Department of Plant Pathology, University of California Davis, CA, USA.
Front Microbiol. 2013 May 20;4:99. doi: 10.3389/fmicb.2013.00099. eCollection 2013.
Criniviruses comprise one of the genera within the family Closteroviridae. Members in this family are restricted to the phloem and rely on whitefly vectors of the genera Bemisia and/or Trialeurodes for plant-to-plant transmission. All criniviruses have bipartite, positive-sense single-stranded RNA genomes, although there is an unconfirmed report of one having a tripartite genome. Lettuce infectious yellows virus (LIYV) is the type species of the genus, the best studied so far of the criniviruses and the first for which a reverse genetics system was developed. LIYV RNA 1 encodes for proteins predicted to be involved in replication, and alone is competent for replication in protoplasts. Replication results in accumulation of cytoplasmic vesiculated membranous structures which are characteristic of most studied members of the Closteroviridae. These membranous structures, often referred to as Beet yellows virus (BYV)-type vesicles, are likely sites of RNA replication. LIYV RNA 2 is replicated in trans when co-infecting cells with RNA 1, but is temporally delayed relative to RNA 1. Efficient RNA 2 replication also is dependent on the RNA 1-encoded RNA-binding protein, P34. No LIYV RNA 2-encoded proteins have been shown to affect RNA replication, but at least four, CP (major coat protein), CPm (minor coat protein), Hsp70h, and P59 are virion structural components and CPm is a determinant of whitefly transmissibility.
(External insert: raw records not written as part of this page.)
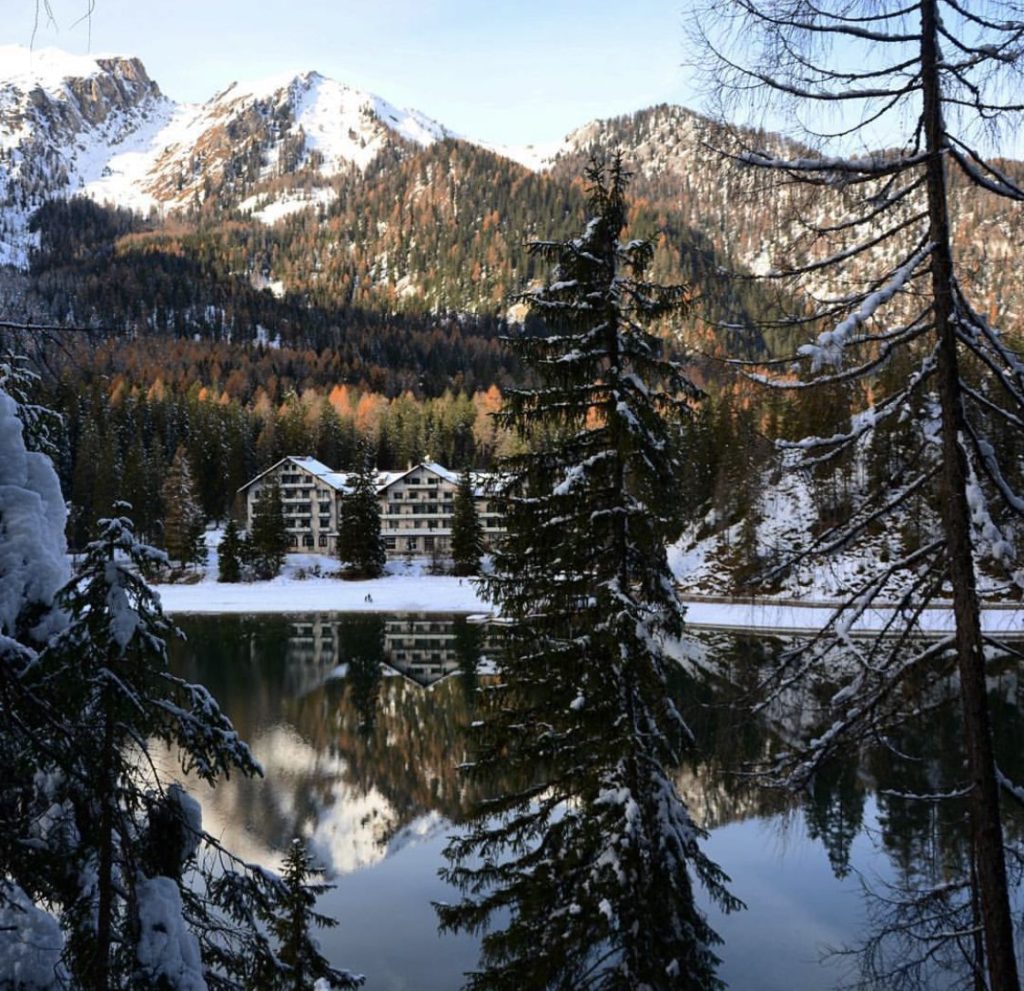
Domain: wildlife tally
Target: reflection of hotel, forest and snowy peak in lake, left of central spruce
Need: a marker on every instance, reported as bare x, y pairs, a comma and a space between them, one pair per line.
355, 720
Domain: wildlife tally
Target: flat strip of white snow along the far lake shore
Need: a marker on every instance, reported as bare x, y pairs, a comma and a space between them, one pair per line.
424, 593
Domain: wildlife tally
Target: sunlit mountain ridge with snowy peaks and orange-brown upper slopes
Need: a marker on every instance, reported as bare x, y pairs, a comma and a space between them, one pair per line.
342, 199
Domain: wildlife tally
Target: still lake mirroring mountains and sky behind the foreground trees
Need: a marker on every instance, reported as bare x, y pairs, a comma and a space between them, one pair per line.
357, 720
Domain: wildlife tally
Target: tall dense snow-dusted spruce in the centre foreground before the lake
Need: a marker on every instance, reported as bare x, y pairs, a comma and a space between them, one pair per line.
593, 857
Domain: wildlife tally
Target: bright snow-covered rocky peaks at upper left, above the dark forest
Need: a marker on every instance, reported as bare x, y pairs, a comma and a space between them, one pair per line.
100, 126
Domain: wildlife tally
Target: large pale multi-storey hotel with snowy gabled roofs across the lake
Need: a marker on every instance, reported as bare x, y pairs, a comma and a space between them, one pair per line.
417, 506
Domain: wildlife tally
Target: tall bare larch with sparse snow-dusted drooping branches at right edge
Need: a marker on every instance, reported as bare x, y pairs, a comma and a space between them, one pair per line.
892, 313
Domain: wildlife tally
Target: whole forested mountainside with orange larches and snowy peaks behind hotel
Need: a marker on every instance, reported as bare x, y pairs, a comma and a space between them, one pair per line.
292, 291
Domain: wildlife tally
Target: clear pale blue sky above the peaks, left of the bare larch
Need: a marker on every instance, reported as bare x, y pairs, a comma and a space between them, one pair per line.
513, 72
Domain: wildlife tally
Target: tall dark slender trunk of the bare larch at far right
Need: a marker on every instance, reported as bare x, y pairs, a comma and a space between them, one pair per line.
987, 826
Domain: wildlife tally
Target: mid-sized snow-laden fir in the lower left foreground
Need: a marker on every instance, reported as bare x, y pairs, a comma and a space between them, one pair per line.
119, 895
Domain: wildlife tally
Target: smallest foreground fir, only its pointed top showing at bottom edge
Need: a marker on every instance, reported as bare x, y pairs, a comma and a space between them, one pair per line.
290, 922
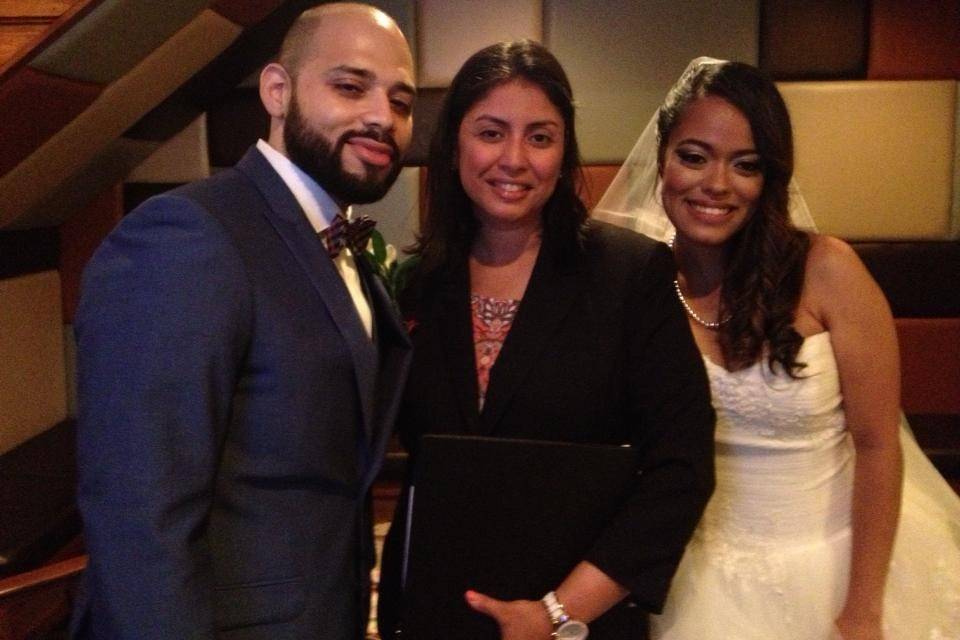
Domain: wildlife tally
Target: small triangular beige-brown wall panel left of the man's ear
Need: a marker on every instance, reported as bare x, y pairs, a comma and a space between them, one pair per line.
182, 158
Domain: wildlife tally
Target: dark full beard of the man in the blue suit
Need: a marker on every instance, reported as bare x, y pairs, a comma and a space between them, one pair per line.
313, 154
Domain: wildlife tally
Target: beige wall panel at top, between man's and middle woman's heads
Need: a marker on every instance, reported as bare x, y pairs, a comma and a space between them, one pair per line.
450, 32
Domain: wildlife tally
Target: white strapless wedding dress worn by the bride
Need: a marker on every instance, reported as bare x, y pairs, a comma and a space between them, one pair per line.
770, 558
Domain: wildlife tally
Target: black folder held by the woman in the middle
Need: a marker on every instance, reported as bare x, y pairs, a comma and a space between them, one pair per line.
509, 518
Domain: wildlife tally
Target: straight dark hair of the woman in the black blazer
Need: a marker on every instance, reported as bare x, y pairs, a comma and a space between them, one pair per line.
448, 228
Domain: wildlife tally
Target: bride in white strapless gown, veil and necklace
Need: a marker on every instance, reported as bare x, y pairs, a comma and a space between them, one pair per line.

Roles of other LIYV RNA 2-encoded proteins are largely as yet unknown, but P26 is a non-virion protein that accumulates in cells as characteristic plasmalemma deposits which in plants are localized within phloem parenchyma and companion cells over plasmodesmata connections to sieve elements. The two remaining crinivirus-conserved RNA 2-encoded proteins are P5 and P9. P5 is 39 amino acid protein and is encoded at the 5' end of RNA 2 as ORF 1 and is part of the hallmark closterovirus gene array. The orthologous gene in BYV has been shown to play a role in cell-to-cell movement and indicated to be localized to the endoplasmic reticulum as a Type III integral membrane protein. The other small protein, P9, is encoded by ORF 4 overlaps with ORF 3 that encodes the structural protein, P59. P9 seems to be unique to viruses in the genus Crinivirus, as no similar protein has been detected in viruses of the other two genera of the Closteroviridae.
菜豆黄花叶病毒是该属的模式种,也是迄今为止研究最为深入的克鲁西病毒之一,也是首个开发出反向遗传学系统的病毒。LIYV RNA1 编码的蛋白被预测参与复制,单独就有在原生质体中进行复制的能力。复制导致细胞质囊泡状膜结构的积累,这是大多数研究的 Closteroviridae 成员的特征。这些膜结构通常被称为甜菜黄花叶病毒(BYV)-型囊泡,可能是 RNA 复制的部位。当与 RNA1 共感染细胞时,LIYV RNA2 在转录中复制,但相对于 RNA1 有时间延迟。有效的 RNA2 复制也依赖于 RNA1 编码的 RNA 结合蛋白 P34。没有证据表明 LIYV RNA2 编码的蛋白会影响 RNA 复制,但至少有四个,CP(主要外壳蛋白)、CPm(次要外壳蛋白)、Hsp70h 和 P59 是病毒粒子的结构成分,CPm 是白背飞虱传播能力的决定因素。LIYV RNA2 编码的其他蛋白的作用在很大程度上尚未可知,但 P26 是一种非病毒蛋白,在细胞中积累形成特征性质膜沉积物,在植物中定位于韧皮部薄壁组织和伴胞中,通过胞间连丝与筛管连接。其余两个克鲁西病毒保守的 RNA2 编码蛋白是 P5 和 P9。P5 是一个 39 个氨基酸的蛋白,编码在 RNA2 的 5'端的 ORF1,是标志 Closterovirus 基因阵列的一部分。BYV 的同源基因已被证明在细胞间运动中发挥作用,并被指示定位于内质网作为 III 型整合膜蛋白。另一种小蛋白 P9 由 ORF4 编码,与编码结构蛋白 P59 的 ORF3 重叠。P9 似乎是克鲁西病毒属病毒所独有的,因为在 Closteroviridae 的另外两个属的病毒中没有检测到类似的蛋白。